The timber used for the table frame, in the cutting list below is ex 100x50 dressed treated pine.
This timber is available at most timber merchants.
Instructions. Upper and lower frames
Make up both the table top support upper frame (d, d1, d2) and the seat support lower frame (c, c1, c2), on flat ground using the materials in the cutting list above.
The centre of both frames should be fixed as shown in drawing below, and the end outer points of the frames (6 each frame) should be equal distances apart.
Nail two metal strap plates to the top side and to the underside of both frames (8 strap plates in all). See drawing below.

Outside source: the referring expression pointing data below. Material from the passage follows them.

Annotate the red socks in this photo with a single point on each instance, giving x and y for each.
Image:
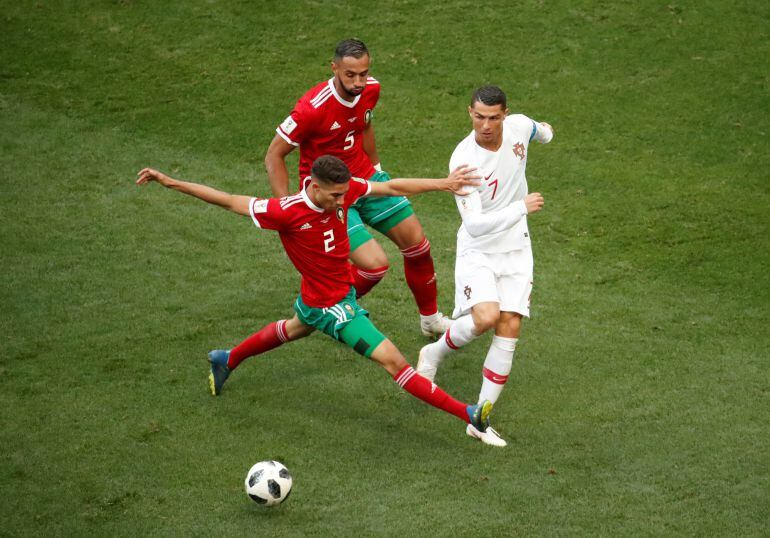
(365, 279)
(421, 388)
(267, 338)
(421, 276)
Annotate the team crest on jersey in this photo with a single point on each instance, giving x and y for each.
(259, 206)
(288, 125)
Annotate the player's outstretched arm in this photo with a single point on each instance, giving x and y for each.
(275, 164)
(543, 132)
(233, 202)
(461, 177)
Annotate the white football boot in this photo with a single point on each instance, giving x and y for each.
(435, 325)
(488, 437)
(428, 363)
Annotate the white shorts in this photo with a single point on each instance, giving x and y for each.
(504, 278)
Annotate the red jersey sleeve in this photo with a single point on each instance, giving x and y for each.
(299, 124)
(267, 213)
(358, 188)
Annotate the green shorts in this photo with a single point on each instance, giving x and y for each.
(379, 212)
(345, 321)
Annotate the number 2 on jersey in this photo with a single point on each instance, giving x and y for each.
(329, 238)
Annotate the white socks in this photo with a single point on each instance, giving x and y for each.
(460, 333)
(497, 366)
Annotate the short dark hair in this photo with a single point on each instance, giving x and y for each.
(489, 95)
(329, 169)
(350, 47)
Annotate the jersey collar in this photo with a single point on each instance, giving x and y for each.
(349, 104)
(307, 199)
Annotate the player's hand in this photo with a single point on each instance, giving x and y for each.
(534, 202)
(461, 177)
(148, 174)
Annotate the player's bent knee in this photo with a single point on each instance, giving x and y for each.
(389, 357)
(362, 336)
(369, 256)
(485, 320)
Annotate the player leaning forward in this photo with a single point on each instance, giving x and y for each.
(312, 227)
(335, 118)
(493, 272)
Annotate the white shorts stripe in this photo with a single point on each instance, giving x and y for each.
(405, 376)
(422, 248)
(281, 331)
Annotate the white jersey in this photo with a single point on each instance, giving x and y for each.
(503, 188)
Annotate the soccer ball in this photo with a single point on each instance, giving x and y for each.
(268, 483)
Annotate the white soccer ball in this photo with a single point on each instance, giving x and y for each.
(268, 483)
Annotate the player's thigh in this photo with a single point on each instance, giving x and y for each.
(474, 284)
(515, 287)
(369, 255)
(389, 357)
(364, 338)
(407, 233)
(486, 315)
(295, 329)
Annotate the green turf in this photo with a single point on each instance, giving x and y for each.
(638, 404)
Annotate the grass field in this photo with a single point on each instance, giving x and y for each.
(638, 404)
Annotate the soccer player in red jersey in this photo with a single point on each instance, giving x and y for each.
(335, 118)
(312, 228)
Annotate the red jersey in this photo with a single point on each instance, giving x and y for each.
(315, 241)
(322, 123)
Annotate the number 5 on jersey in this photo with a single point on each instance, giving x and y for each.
(349, 140)
(329, 238)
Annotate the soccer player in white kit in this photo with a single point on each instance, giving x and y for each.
(493, 272)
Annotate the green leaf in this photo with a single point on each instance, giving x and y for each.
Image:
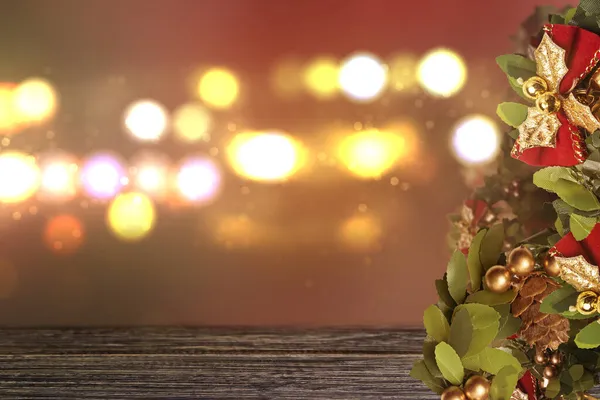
(513, 114)
(436, 324)
(491, 299)
(461, 332)
(449, 363)
(420, 372)
(458, 276)
(491, 246)
(589, 337)
(474, 262)
(504, 383)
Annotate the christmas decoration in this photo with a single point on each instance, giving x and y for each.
(518, 311)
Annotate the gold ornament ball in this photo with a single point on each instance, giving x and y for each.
(549, 372)
(551, 266)
(521, 261)
(477, 388)
(534, 87)
(587, 303)
(555, 359)
(453, 393)
(498, 279)
(548, 103)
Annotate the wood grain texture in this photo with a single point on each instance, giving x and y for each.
(179, 363)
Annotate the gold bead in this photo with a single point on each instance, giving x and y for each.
(551, 266)
(550, 372)
(497, 279)
(521, 262)
(548, 103)
(534, 87)
(453, 393)
(555, 359)
(477, 388)
(587, 303)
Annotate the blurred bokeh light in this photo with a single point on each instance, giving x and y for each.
(103, 176)
(146, 120)
(64, 234)
(19, 177)
(35, 100)
(218, 88)
(476, 140)
(131, 216)
(363, 77)
(267, 157)
(442, 72)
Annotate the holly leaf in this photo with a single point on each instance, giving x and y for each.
(474, 264)
(449, 363)
(436, 324)
(504, 383)
(461, 332)
(420, 372)
(458, 276)
(589, 337)
(581, 226)
(513, 114)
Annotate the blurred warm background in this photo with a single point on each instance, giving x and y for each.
(247, 162)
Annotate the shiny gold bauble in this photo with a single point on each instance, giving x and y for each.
(551, 266)
(521, 262)
(550, 372)
(453, 393)
(477, 388)
(540, 358)
(555, 358)
(498, 279)
(587, 303)
(548, 103)
(534, 87)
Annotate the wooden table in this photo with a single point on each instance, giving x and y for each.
(179, 363)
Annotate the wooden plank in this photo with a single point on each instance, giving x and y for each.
(180, 363)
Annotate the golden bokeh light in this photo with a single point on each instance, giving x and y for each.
(363, 77)
(19, 177)
(268, 157)
(35, 100)
(361, 232)
(63, 234)
(442, 72)
(371, 153)
(476, 140)
(218, 88)
(192, 123)
(321, 77)
(131, 216)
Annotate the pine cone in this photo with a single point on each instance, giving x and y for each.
(545, 331)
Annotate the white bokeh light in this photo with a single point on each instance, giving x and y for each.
(363, 77)
(476, 140)
(146, 120)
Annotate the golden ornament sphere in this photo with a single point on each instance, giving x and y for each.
(551, 266)
(550, 372)
(548, 103)
(534, 87)
(453, 393)
(540, 358)
(477, 388)
(587, 303)
(555, 359)
(498, 279)
(521, 262)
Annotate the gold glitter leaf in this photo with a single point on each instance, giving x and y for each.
(538, 130)
(580, 114)
(551, 62)
(580, 274)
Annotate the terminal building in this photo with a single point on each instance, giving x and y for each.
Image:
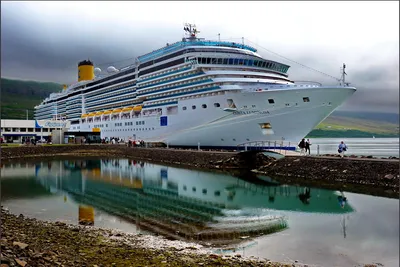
(19, 131)
(16, 131)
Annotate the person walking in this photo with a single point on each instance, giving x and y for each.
(308, 144)
(302, 146)
(342, 148)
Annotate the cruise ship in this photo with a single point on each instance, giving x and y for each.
(195, 91)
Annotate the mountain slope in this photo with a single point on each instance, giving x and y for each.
(19, 96)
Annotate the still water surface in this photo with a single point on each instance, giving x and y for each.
(263, 219)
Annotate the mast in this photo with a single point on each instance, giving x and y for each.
(191, 31)
(343, 78)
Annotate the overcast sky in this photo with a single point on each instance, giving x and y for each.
(44, 41)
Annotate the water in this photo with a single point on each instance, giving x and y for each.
(377, 147)
(263, 219)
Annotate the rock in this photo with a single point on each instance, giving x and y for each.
(389, 176)
(21, 262)
(21, 245)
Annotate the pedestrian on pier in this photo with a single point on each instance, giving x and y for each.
(302, 146)
(308, 144)
(342, 148)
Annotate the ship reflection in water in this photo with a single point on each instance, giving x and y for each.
(177, 203)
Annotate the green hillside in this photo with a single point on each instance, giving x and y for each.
(349, 126)
(18, 96)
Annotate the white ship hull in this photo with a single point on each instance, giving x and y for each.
(290, 118)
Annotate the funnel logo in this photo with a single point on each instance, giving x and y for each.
(52, 124)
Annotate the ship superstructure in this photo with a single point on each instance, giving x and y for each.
(215, 93)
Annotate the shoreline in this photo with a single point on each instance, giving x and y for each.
(31, 242)
(378, 177)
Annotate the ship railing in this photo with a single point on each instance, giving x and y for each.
(307, 83)
(285, 86)
(280, 146)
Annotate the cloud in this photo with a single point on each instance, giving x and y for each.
(45, 40)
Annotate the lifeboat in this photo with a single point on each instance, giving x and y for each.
(127, 109)
(266, 126)
(137, 108)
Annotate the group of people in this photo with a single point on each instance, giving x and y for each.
(304, 146)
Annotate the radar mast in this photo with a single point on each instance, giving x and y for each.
(190, 31)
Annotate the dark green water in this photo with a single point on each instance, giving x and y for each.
(281, 222)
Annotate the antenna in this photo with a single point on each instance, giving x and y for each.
(191, 30)
(343, 79)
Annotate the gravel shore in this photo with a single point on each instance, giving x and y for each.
(367, 176)
(29, 242)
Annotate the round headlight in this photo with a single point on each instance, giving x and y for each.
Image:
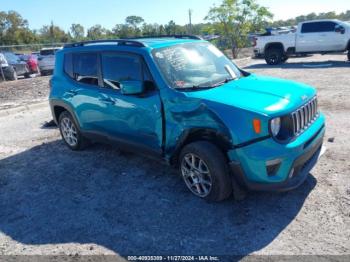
(275, 126)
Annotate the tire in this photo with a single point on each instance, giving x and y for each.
(70, 132)
(203, 161)
(273, 56)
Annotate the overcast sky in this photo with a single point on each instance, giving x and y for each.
(111, 12)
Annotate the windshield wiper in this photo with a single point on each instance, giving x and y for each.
(225, 81)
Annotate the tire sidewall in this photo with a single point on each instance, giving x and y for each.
(63, 115)
(217, 166)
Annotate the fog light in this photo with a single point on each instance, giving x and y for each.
(291, 173)
(272, 166)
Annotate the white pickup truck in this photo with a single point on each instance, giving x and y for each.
(311, 37)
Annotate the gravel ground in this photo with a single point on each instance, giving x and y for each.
(103, 201)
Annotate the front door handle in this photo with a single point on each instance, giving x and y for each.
(71, 93)
(107, 101)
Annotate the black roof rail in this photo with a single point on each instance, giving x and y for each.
(193, 37)
(123, 42)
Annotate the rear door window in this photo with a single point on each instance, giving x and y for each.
(82, 67)
(118, 67)
(317, 27)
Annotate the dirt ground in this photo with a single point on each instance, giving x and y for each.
(103, 201)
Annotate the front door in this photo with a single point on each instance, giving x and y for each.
(133, 119)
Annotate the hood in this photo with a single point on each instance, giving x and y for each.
(264, 95)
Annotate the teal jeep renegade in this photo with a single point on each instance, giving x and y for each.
(180, 99)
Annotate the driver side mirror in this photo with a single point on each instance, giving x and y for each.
(132, 87)
(339, 29)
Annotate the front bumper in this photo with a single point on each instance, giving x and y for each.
(248, 164)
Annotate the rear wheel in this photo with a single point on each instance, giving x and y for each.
(204, 170)
(273, 56)
(70, 132)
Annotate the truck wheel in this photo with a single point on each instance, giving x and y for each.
(273, 56)
(204, 170)
(70, 132)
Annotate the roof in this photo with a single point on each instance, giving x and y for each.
(162, 42)
(149, 42)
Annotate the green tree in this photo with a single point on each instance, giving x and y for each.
(77, 31)
(96, 32)
(170, 28)
(123, 31)
(14, 29)
(235, 19)
(135, 21)
(53, 34)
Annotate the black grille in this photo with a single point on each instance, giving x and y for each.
(304, 116)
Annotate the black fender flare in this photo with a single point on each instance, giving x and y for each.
(57, 103)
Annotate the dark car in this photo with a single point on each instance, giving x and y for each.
(13, 67)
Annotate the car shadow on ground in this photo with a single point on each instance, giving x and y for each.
(131, 205)
(304, 65)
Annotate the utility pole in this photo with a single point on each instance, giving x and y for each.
(190, 20)
(2, 59)
(51, 33)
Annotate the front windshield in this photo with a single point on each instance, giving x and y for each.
(195, 65)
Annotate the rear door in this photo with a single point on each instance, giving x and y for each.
(309, 37)
(319, 36)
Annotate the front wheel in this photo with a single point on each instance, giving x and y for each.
(204, 170)
(70, 132)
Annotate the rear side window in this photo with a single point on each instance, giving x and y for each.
(82, 67)
(68, 65)
(120, 67)
(317, 27)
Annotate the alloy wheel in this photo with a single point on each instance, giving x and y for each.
(69, 132)
(196, 175)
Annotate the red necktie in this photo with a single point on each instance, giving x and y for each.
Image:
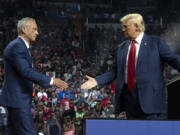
(131, 67)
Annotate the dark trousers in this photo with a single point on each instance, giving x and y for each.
(20, 122)
(133, 108)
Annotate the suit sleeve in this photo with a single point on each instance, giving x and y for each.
(168, 55)
(19, 60)
(109, 76)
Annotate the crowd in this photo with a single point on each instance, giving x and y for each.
(58, 52)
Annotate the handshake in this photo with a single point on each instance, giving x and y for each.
(90, 83)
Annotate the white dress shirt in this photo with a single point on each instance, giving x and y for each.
(137, 45)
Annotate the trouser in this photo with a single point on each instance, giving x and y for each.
(20, 122)
(133, 108)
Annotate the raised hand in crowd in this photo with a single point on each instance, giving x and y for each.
(90, 83)
(60, 83)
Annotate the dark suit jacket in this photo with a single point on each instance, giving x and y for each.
(19, 76)
(149, 73)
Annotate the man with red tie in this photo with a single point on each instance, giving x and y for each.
(138, 70)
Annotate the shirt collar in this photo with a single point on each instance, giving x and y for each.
(27, 45)
(139, 38)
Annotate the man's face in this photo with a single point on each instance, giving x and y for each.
(31, 31)
(129, 30)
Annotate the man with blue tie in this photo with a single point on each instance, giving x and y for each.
(138, 70)
(19, 78)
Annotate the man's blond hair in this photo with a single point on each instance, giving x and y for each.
(23, 23)
(136, 19)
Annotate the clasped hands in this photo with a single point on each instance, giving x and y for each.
(90, 83)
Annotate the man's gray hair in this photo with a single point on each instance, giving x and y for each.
(23, 23)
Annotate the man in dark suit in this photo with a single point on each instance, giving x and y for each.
(138, 70)
(19, 78)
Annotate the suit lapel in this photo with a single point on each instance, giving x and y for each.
(125, 53)
(30, 60)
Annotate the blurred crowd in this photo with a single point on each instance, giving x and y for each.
(60, 52)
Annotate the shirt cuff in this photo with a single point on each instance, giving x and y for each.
(51, 82)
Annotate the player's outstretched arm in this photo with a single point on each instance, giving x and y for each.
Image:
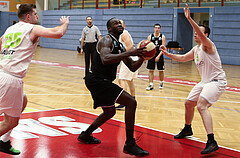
(204, 39)
(56, 32)
(182, 58)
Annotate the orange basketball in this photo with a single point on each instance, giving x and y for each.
(150, 49)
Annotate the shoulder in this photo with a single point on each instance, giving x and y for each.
(106, 40)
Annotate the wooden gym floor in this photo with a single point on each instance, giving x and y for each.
(51, 87)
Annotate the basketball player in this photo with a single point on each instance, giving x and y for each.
(158, 39)
(18, 44)
(105, 93)
(212, 85)
(125, 75)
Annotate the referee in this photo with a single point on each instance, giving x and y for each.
(90, 36)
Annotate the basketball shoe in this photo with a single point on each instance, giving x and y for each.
(6, 147)
(119, 107)
(211, 146)
(88, 139)
(185, 132)
(133, 149)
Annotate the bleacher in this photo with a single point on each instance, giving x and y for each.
(103, 4)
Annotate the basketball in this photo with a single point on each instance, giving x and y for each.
(150, 50)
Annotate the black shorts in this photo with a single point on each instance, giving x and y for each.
(160, 64)
(103, 91)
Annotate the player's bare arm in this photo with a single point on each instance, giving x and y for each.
(161, 53)
(56, 32)
(182, 58)
(125, 37)
(1, 43)
(206, 42)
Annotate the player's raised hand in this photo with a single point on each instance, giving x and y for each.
(187, 12)
(163, 49)
(64, 19)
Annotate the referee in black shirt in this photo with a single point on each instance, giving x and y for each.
(90, 36)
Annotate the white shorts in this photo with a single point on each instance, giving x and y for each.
(210, 91)
(11, 95)
(125, 73)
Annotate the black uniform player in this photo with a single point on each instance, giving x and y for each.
(105, 93)
(158, 39)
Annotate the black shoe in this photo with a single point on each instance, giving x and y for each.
(133, 149)
(150, 87)
(183, 134)
(6, 147)
(78, 49)
(88, 139)
(119, 107)
(210, 147)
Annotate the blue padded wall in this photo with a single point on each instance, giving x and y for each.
(224, 24)
(139, 22)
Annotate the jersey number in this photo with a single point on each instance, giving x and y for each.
(14, 40)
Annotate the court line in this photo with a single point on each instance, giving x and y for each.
(141, 76)
(191, 138)
(142, 96)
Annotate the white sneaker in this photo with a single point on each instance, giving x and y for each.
(150, 87)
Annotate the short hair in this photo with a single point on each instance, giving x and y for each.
(109, 22)
(206, 30)
(25, 9)
(88, 17)
(157, 25)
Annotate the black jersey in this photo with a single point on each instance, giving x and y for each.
(108, 71)
(157, 41)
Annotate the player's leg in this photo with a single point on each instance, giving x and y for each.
(209, 95)
(130, 146)
(6, 125)
(160, 67)
(92, 52)
(86, 136)
(87, 49)
(6, 136)
(202, 107)
(190, 104)
(150, 67)
(123, 84)
(131, 87)
(161, 77)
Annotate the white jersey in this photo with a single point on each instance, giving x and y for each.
(17, 49)
(124, 72)
(209, 65)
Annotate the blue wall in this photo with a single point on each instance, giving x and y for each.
(226, 33)
(139, 22)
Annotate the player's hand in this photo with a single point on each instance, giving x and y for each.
(163, 49)
(187, 12)
(136, 51)
(157, 58)
(64, 20)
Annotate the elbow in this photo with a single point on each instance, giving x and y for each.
(59, 34)
(133, 69)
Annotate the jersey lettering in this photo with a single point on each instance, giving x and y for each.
(13, 40)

To see enlarged table top and seat board lay-out plan click here
Instructions. Seat and table top boards.
Mark out from the centre of both frames (measurements shown in diagram below) along
every arm of the two frames. These are used as guides for placing the boards.
Nail the cut tabletop boards (A's) to the upper frame (D's) beginning with the
outer boards (longest boards). Ensure the joins are in the middle of the frame arms and equal distance
from the center point of the frame. Continue around the frame with the next
longest board and so on until the table top is complete.
Do the lower (seat) frame (C's) in the same way using the cut seat boards (B's).
Use 90mm galvanized flathead nails to fix the boards to the frame. Drill
nail holes first to keep timber from splitting.
Instructions. The legs.
Lay the finished table top upside down on flat ground.
Position the finished seat frame upside down above the tabletop.
Place packers or blocks under the seat frame so that the seat frame sits 315mm above ground.
Position the legs in place as per below drawing. Hold with clamps, drill and bolt.